I started dating my boyfriend ten months ago. In the beginning I had no idea this amazing, talented man struggled every single day with a disease - depression. As time went on he opened up to me about a lot of intense things. Depression was the last thing I thought he would tell me he suffered from.

Depression is a relationship killer. Depression makes the one you love the most in this world, not want to be here anymore. That fact alone is unsettling, and many people run for the hills when they hear someone suffers from this. Let me tell you, depression is not beautiful. It's a tornado of guilt, shame, and doubt. It turns the most confident, loving person into someone you don't recognize.

Every day is a battle and the only casualty is you. You can be having the best day but when one thing goes wrong, the world can come crumbling down. Suddenly it truly is as if the world is ending. The person you love loses that spark in their eye that you adore so much. They can't get out of bed, the thought of eating makes them sick, and nothing you say or do can make it better.

I think that's the hardest part for me. See, I'm a fixer. When something's wrong, I just want to make it better. To end the suffering for that person.  But with depression, you have no control. You can't snap your fingers, do a little dance and make everything better. Any joy you produce is short lived until the one you love is able to find enough strength to get up and face it head on.

You can't heal someone from depression. This is something they will probably always have and suffer from in some capacity. For me and my boyfriend, we just take everything day by day. Some days are better than others. Hell, we can have a great month and all of a sudden the tornado's back. It holds my boyfriend captive and tortures him every second it sticks around.

I would give anything to take his pain away. To be the one who suffers instead of him. And I guess that's what love is. Just wanting the person you love to be better and see how magical they really are. To get them to realize how important they are to this world. Unfortunately that's not something that you can do when depression brings it's ugly face around.
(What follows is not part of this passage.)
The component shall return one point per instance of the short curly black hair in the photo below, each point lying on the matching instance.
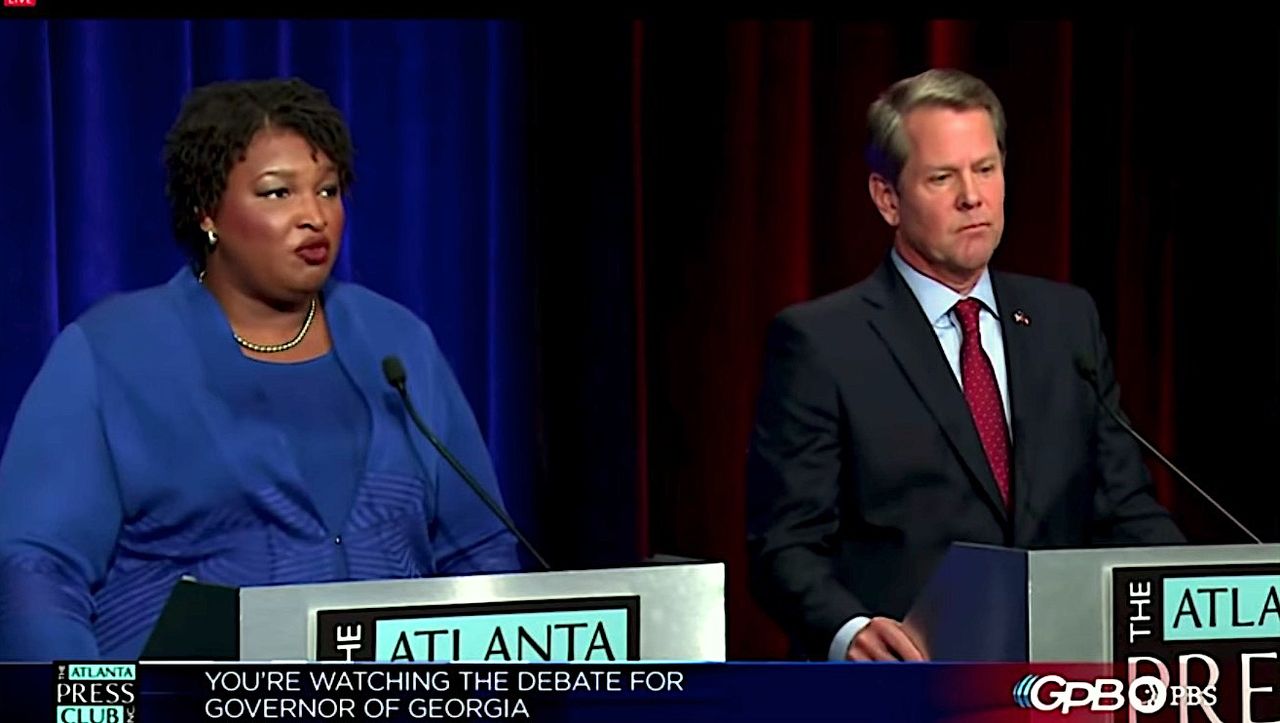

Loving someone with depression isn't easy. It's ugly and hard. It's staying up all night not being able to sleep because you know the person laying next to you is battling demons right now. It's sending 'I love you" and "you mean so much to me" texts every hour just trying to make them realize they are more than this. It's walking on eggshells for a while so you don't make things worse.

No loving someone with depression isn't easy, but would you believe me if I told you it's all worth it?